Percy Allen II, MPA ’75

Wilbur Parker Distinguished Alumni Award Recipient

Percy Allen II, MPA '75

When Percy Allen II joined the University Hospital of Brooklyn as CEO in 1989, the state facility was losing money and struggling with employee morale. Allen immediately set to work, buying state-of-the-art equipment, developing a strong management team, and improving customer satisfaction.

He also reached out in simple ways that spoke volumes: He sent all the hospital’s employees cards on their birthdays, and then, each month, he randomly selected 12 staff members who had just celebrated their birthdays to have lunch with him. And he hosted occasional breakfasts for the medical staff and community leaders.

“That all went a long way to improving the relationship and developing their trust,” Allen says. “When you get people involved in the process, then they feel they are part of the solution.”

Allen, who also served as CEO of Bon Secours Baltimore Health System and is a lifetime fellow of the American College of Healthcare Executives, was honored with the Wilbur Parker Distinguished Alumni Award for outstanding professional achievement and commitment to his community at the 2014 Diversity Awards gala, held Oct. 24 in the Sage Hall atrium as part of Johnson’s 5th AnnualDiversity Symposium. “This is indeed a humbling experience for me,” said Allen upon accepting the award. “Mr. Parker was a true trailblazer. He didn’t just crack the doors open, he pushed them wide open and made things possible for people like me.”

Allen began his career in 1975 as the first African-American hired in an administrative position at Parkview Memorial Hospital in Fort Wayne, Ind., one of the top private hospitals in the country. “At that time, African-Americans were either getting jobs at black hospitals or public hospitals,” says Allen, who graduated from Cornell’s Sloan Program in Health Administration (then housed in the Graduate School of Business and Public Administration, Johnson’s predecessor; the Sloan program is now housed in Cornell’s College of Human Ecology). “Very few of us were hired at private, not-for-profit hospitals.”

After seven years at Parkview, Allen became vice president for administration at Sinai Hospital of Detroit. Three years later, he was appointed to a senior executive position at the New York City Health and Hospital Corporation, the largest municipal healthcare organization in the country.

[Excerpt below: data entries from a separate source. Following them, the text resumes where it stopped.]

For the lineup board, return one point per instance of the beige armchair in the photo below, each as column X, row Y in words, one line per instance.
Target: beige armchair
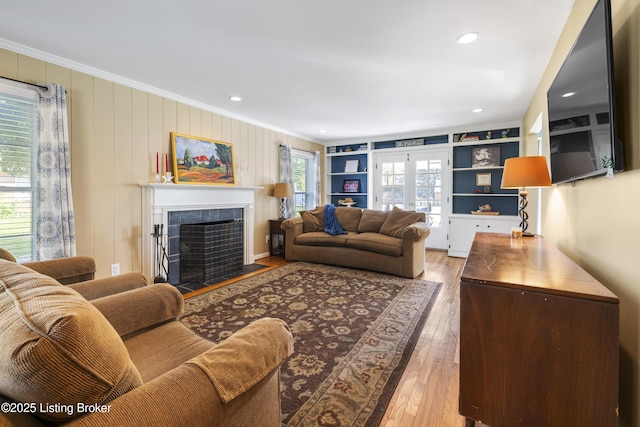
column 78, row 273
column 125, row 360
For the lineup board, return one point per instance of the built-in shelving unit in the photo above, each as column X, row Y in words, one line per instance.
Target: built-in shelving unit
column 478, row 163
column 348, row 175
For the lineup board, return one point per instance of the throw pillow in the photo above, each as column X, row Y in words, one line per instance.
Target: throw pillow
column 313, row 220
column 349, row 218
column 398, row 220
column 57, row 349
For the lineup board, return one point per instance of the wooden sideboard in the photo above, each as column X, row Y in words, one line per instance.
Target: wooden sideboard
column 538, row 338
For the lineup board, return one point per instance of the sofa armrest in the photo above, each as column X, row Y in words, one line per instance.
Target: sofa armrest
column 66, row 270
column 98, row 288
column 189, row 396
column 292, row 224
column 416, row 232
column 139, row 309
column 182, row 396
column 246, row 357
column 186, row 397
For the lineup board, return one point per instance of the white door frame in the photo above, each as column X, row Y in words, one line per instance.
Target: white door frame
column 438, row 238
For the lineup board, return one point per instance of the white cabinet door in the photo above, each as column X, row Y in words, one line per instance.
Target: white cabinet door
column 462, row 230
column 499, row 225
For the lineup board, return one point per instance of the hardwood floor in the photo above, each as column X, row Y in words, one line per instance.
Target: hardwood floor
column 427, row 395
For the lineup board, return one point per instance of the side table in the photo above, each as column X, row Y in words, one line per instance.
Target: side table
column 276, row 238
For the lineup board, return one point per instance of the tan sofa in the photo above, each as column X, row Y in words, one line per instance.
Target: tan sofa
column 389, row 242
column 125, row 360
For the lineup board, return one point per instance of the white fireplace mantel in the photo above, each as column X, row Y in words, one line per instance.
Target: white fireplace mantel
column 160, row 199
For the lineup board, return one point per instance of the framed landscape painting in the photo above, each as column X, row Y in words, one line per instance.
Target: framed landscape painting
column 202, row 161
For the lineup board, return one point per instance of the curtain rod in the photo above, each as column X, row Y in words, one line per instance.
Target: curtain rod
column 27, row 83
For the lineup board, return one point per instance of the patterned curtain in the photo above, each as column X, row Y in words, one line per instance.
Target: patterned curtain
column 55, row 235
column 318, row 192
column 286, row 175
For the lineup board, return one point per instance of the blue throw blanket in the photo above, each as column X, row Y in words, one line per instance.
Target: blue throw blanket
column 331, row 224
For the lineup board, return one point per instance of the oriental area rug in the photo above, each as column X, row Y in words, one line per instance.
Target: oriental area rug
column 353, row 331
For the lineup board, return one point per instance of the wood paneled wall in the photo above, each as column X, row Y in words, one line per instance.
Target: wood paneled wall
column 115, row 133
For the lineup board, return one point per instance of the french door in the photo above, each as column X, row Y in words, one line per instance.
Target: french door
column 415, row 181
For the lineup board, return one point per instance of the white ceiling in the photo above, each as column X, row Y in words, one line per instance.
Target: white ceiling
column 359, row 69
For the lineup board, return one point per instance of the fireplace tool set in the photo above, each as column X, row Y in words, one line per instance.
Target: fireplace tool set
column 161, row 267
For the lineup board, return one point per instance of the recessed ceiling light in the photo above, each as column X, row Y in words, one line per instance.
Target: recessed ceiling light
column 468, row 38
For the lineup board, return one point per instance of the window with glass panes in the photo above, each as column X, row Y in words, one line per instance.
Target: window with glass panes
column 18, row 135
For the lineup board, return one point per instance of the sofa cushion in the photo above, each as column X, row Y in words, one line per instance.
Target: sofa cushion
column 56, row 346
column 313, row 220
column 349, row 218
column 376, row 242
column 5, row 254
column 320, row 238
column 371, row 221
column 398, row 220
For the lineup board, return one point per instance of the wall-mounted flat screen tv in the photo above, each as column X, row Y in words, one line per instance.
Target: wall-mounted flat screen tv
column 582, row 118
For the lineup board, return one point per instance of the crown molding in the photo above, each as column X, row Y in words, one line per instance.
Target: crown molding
column 134, row 84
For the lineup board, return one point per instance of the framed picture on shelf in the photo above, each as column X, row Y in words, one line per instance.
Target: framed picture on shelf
column 351, row 166
column 351, row 186
column 485, row 157
column 483, row 179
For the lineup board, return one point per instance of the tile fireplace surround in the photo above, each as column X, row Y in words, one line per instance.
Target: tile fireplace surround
column 159, row 200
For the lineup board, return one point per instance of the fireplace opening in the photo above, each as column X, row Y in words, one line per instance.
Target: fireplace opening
column 211, row 250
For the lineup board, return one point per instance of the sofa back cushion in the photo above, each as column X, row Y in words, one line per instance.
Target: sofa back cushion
column 371, row 221
column 57, row 348
column 349, row 218
column 398, row 220
column 313, row 220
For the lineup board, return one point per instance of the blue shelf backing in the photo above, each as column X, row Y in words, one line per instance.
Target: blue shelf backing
column 462, row 154
column 489, row 135
column 504, row 205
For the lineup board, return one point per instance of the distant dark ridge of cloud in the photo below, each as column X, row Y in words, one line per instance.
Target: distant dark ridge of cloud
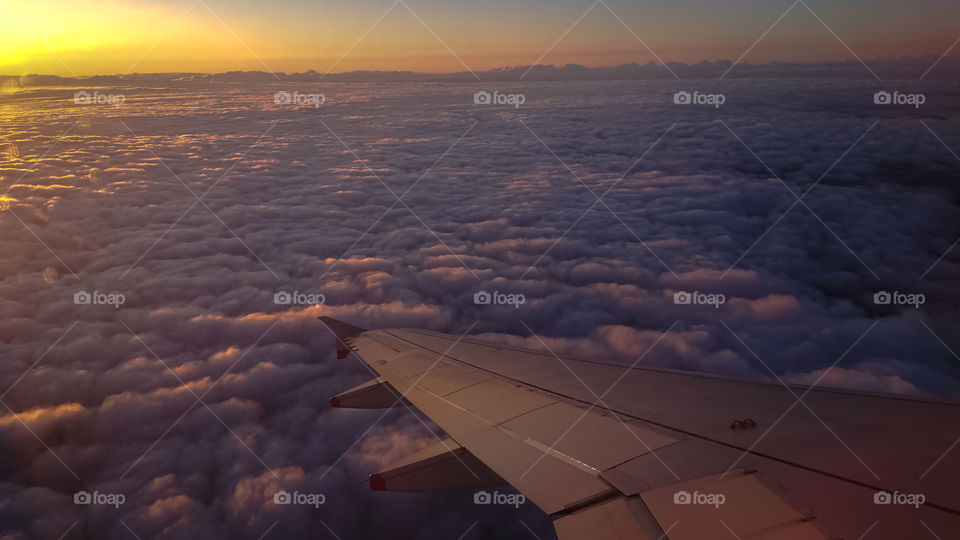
column 931, row 67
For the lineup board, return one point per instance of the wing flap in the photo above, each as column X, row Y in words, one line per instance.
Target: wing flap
column 442, row 466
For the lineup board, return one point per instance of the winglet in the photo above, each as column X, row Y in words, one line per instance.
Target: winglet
column 343, row 331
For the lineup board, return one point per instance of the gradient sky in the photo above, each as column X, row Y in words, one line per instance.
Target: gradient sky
column 66, row 37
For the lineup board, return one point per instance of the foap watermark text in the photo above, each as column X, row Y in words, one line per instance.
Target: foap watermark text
column 298, row 99
column 96, row 98
column 305, row 499
column 897, row 298
column 698, row 98
column 909, row 499
column 496, row 98
column 99, row 298
column 511, row 499
column 497, row 298
column 100, row 499
column 297, row 298
column 899, row 98
column 710, row 499
column 697, row 298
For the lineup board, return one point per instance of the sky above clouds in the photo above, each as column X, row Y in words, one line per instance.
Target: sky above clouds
column 120, row 36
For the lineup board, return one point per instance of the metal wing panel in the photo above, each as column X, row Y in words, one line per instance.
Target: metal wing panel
column 881, row 441
column 510, row 406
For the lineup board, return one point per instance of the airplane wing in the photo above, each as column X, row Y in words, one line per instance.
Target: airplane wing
column 614, row 452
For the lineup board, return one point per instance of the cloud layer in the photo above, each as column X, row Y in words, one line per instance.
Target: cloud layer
column 304, row 199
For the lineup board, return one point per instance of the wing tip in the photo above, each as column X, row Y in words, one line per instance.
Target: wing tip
column 340, row 328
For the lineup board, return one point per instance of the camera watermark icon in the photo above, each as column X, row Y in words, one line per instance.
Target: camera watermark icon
column 909, row 499
column 511, row 499
column 98, row 298
column 697, row 98
column 685, row 298
column 709, row 499
column 96, row 98
column 297, row 99
column 97, row 498
column 306, row 499
column 897, row 298
column 496, row 98
column 898, row 98
column 497, row 298
column 297, row 298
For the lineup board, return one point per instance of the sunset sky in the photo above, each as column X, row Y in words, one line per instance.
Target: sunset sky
column 118, row 36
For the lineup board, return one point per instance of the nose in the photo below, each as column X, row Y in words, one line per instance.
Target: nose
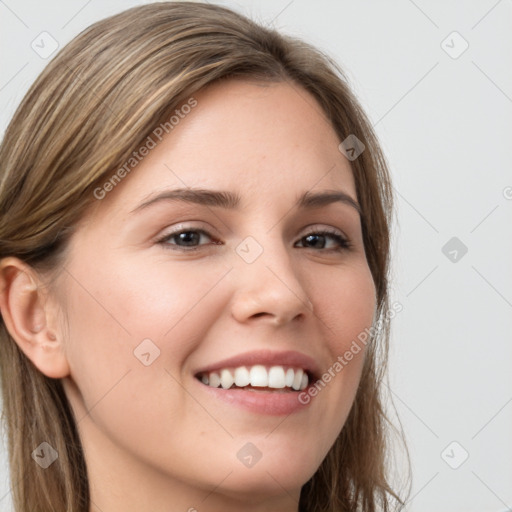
column 270, row 288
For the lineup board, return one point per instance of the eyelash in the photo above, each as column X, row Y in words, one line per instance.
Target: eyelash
column 344, row 243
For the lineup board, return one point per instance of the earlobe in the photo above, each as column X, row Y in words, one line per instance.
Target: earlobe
column 32, row 325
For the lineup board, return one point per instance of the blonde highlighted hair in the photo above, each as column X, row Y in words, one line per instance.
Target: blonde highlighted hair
column 92, row 106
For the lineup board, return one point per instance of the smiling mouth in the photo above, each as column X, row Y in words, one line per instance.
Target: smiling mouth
column 258, row 378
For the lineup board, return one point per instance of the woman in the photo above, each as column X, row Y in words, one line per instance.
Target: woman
column 194, row 247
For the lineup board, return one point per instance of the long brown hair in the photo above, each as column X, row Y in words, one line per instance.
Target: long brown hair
column 91, row 107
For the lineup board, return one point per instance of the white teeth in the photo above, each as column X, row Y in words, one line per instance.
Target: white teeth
column 297, row 379
column 289, row 377
column 259, row 376
column 276, row 377
column 242, row 377
column 214, row 380
column 226, row 379
column 304, row 381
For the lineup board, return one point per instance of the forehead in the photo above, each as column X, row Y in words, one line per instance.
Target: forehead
column 264, row 141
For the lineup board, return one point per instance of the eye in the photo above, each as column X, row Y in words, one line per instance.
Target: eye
column 187, row 240
column 187, row 237
column 320, row 237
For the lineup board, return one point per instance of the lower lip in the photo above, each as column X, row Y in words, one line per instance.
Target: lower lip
column 262, row 402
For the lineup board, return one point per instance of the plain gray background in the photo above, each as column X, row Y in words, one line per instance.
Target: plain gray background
column 443, row 113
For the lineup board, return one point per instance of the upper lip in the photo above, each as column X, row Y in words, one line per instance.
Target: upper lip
column 267, row 358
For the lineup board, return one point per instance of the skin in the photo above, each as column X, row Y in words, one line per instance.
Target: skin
column 153, row 439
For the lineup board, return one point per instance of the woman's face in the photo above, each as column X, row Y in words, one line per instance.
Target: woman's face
column 149, row 312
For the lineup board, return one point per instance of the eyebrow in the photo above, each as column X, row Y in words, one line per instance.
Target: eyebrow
column 231, row 201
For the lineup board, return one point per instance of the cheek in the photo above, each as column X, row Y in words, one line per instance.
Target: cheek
column 115, row 309
column 346, row 302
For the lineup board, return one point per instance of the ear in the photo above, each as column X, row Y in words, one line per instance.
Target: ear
column 30, row 318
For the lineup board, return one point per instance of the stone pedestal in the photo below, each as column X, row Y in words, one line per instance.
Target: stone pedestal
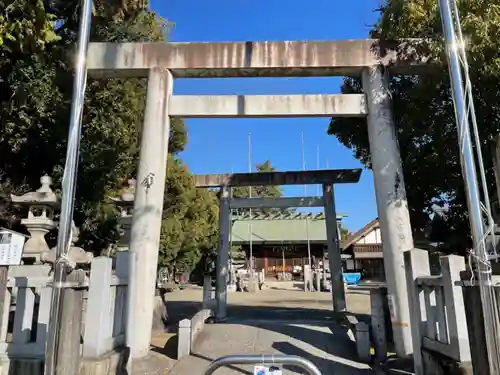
column 76, row 254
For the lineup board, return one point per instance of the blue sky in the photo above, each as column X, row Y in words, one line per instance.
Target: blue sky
column 221, row 145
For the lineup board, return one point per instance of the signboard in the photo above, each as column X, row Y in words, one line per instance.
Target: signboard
column 11, row 247
column 268, row 370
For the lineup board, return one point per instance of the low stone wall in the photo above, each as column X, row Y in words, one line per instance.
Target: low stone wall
column 189, row 329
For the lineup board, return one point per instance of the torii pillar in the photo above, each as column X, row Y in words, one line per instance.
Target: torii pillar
column 148, row 209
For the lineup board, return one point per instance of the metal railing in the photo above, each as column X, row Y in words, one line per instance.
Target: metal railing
column 279, row 359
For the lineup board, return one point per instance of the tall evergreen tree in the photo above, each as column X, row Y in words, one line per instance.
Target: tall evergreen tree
column 423, row 107
column 36, row 39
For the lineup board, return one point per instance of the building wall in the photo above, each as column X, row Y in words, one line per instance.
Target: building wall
column 373, row 237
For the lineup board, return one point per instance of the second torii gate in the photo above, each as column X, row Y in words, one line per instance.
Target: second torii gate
column 326, row 178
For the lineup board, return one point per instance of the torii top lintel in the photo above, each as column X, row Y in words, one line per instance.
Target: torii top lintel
column 331, row 176
column 253, row 59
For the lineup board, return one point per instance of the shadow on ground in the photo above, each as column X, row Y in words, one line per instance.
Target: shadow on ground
column 329, row 348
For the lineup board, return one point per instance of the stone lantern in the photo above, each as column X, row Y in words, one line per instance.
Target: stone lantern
column 76, row 255
column 126, row 204
column 41, row 205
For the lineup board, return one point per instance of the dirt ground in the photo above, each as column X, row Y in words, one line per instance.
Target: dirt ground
column 279, row 300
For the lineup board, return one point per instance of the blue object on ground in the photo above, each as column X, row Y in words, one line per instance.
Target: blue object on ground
column 352, row 278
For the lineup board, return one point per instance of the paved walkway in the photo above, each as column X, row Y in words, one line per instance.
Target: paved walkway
column 323, row 343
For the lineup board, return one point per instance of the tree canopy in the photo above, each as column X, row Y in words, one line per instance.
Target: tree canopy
column 36, row 40
column 259, row 191
column 423, row 107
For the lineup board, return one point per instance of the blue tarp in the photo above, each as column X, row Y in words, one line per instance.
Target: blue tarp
column 352, row 278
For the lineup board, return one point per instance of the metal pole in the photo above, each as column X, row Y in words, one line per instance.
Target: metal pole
column 318, row 191
column 305, row 194
column 69, row 184
column 463, row 107
column 250, row 210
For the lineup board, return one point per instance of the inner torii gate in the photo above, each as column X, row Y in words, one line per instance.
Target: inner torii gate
column 326, row 178
column 160, row 63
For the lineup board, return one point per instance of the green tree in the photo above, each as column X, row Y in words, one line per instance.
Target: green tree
column 36, row 39
column 259, row 191
column 190, row 220
column 423, row 107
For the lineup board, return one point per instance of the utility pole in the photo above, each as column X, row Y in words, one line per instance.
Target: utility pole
column 465, row 116
column 250, row 231
column 61, row 266
column 305, row 194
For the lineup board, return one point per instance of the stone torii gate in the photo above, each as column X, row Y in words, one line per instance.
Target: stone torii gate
column 162, row 62
column 327, row 178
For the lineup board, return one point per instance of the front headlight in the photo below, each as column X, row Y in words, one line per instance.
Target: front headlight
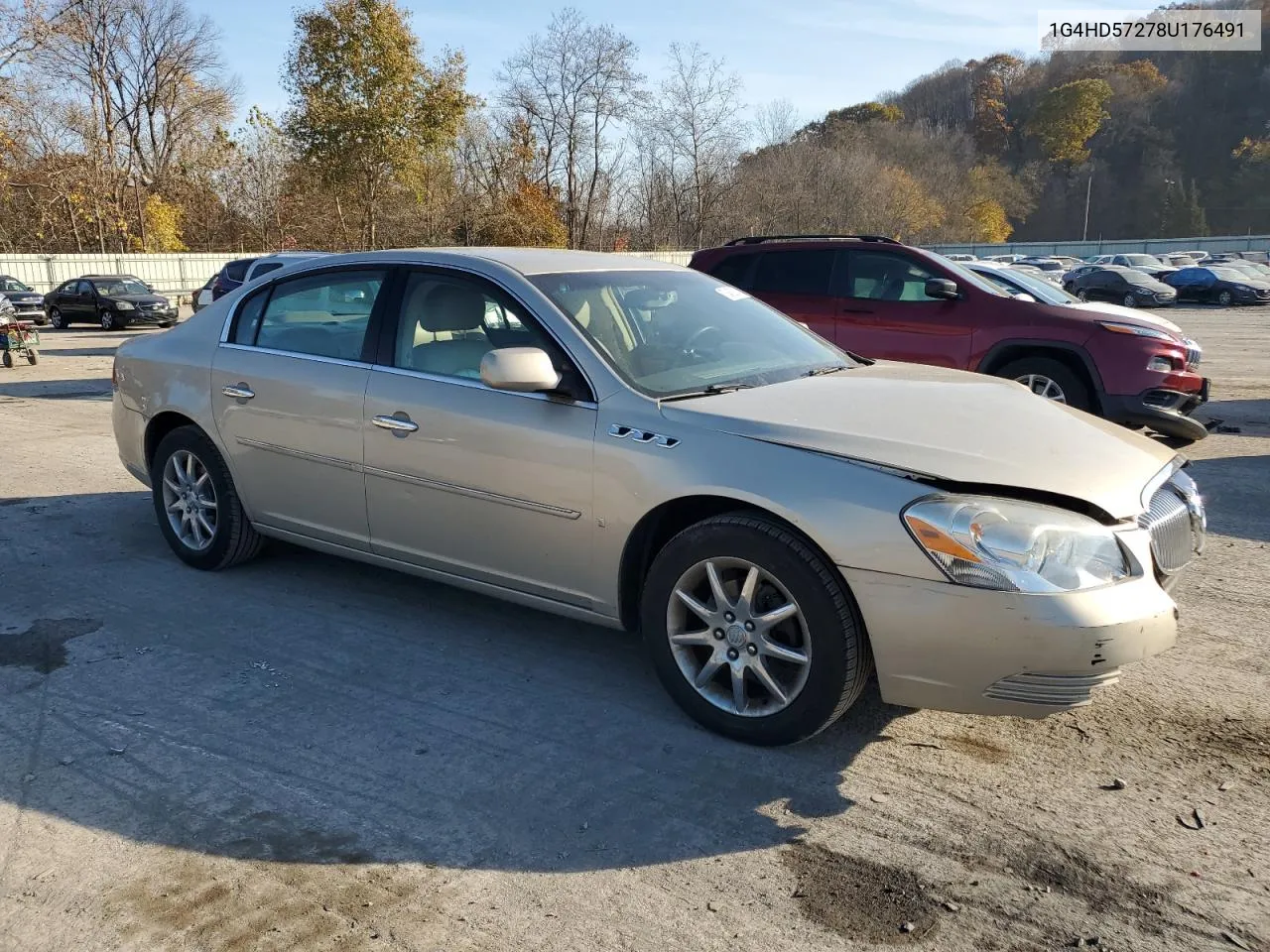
column 1137, row 330
column 1012, row 546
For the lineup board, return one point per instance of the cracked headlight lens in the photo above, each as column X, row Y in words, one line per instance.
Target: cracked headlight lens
column 1012, row 546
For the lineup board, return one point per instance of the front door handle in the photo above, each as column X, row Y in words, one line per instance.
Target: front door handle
column 399, row 425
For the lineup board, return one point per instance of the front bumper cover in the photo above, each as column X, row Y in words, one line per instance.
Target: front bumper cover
column 952, row 648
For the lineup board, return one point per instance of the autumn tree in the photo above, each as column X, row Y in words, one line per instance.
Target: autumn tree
column 366, row 111
column 574, row 84
column 1069, row 117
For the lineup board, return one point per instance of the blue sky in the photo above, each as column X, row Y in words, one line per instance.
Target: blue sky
column 820, row 54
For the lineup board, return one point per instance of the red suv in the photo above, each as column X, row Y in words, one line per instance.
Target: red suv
column 879, row 298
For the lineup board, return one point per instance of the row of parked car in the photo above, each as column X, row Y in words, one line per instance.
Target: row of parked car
column 1147, row 281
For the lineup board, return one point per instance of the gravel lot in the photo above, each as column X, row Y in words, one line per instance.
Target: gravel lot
column 310, row 754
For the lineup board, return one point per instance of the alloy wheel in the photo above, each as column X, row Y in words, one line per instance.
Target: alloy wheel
column 1043, row 386
column 738, row 638
column 190, row 500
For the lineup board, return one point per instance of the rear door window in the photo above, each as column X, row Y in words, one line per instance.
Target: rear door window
column 318, row 315
column 794, row 272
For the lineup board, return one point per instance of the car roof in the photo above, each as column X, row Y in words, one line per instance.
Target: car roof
column 526, row 261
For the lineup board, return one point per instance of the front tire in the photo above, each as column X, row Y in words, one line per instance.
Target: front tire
column 752, row 633
column 198, row 508
column 1049, row 379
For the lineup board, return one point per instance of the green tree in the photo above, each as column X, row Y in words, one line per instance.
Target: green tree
column 366, row 111
column 1067, row 117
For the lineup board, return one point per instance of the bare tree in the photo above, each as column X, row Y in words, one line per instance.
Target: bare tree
column 698, row 113
column 574, row 85
column 775, row 122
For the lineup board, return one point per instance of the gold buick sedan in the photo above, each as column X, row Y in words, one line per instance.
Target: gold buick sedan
column 642, row 445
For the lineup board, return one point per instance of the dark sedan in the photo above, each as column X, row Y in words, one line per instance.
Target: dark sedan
column 112, row 301
column 1121, row 286
column 1219, row 285
column 27, row 302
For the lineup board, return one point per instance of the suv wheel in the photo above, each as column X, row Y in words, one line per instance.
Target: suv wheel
column 752, row 633
column 1051, row 379
column 198, row 508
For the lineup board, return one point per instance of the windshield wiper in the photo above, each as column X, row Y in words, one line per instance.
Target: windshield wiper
column 822, row 371
column 707, row 391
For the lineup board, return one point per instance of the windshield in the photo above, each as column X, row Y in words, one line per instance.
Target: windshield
column 668, row 333
column 116, row 286
column 1042, row 290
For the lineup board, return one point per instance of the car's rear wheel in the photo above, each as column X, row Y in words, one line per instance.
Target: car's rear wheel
column 198, row 508
column 1051, row 379
column 752, row 633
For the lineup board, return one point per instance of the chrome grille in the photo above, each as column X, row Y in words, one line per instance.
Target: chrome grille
column 1175, row 520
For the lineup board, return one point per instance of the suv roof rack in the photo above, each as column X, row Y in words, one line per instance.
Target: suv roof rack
column 761, row 239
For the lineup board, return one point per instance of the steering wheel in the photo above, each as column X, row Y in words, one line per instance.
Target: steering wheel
column 690, row 345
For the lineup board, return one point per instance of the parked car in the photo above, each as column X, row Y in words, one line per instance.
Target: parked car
column 1016, row 284
column 1147, row 264
column 275, row 262
column 1219, row 285
column 230, row 277
column 1124, row 286
column 203, row 296
column 28, row 303
column 876, row 298
column 112, row 301
column 647, row 447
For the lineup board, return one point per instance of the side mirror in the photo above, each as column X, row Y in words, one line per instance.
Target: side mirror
column 524, row 370
column 943, row 289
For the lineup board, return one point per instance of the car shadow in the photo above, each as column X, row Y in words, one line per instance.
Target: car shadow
column 307, row 708
column 75, row 389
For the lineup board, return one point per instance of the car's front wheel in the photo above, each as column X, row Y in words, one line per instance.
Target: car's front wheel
column 198, row 508
column 752, row 633
column 1051, row 379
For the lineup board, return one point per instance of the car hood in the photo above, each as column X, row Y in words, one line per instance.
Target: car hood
column 1125, row 315
column 945, row 424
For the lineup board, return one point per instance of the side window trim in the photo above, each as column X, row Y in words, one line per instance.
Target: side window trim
column 385, row 358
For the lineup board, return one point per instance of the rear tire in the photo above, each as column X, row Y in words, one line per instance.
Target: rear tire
column 232, row 539
column 1075, row 391
column 826, row 629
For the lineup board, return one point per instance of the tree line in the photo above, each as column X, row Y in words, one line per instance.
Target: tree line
column 117, row 134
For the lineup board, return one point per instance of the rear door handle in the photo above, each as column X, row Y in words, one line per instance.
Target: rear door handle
column 399, row 425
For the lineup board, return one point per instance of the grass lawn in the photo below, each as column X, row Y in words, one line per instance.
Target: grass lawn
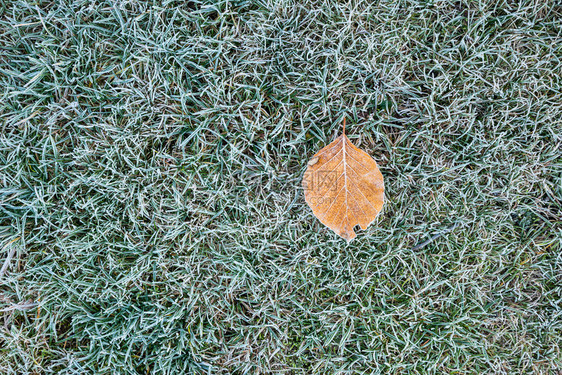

In 1999, Allen, who lives in Virginia Beach, had planned to retire but was asked once again to revive a failing hospital, this time at the helm of the Baltimore Bon Secours Health System. Over the next seven years, Allen upgraded the intensive care unit, expanded its emergency department, boosted employee morale, and developed three senior-citizen housing complexes in the neighborhood.

“It changed the image of the hospital,” he says. “It became a winner. It made people feel that we had improved the quality of patient care and the quality of life of the community.”

Creating an energetic and committed organizational culture by empowering the medical and hospital staff was a key factor in Allen’s success in turning around three declining healthcare organizations in New York City and Baltimore. He was recognized for his accomplishments over a 30-year career in 2011, when he was inducted into Modern Healthcare’s Health Care Hall of Fame, and in 2006, when he was inducted into the National Association of Health Services Executives Hall of Fame.

“The thing I want to leave you with tonight, he said to the audience of students and prospective students as well as faculty and staff at the Diversity Awards gala, “is never rest until your good gets better, and your better, best. Be yourself. Be humble. Be accountable. Be courageous. Be proud. Be respectful. Be the change in the world you want to see. And last but not least, have fun. Thank you so very much.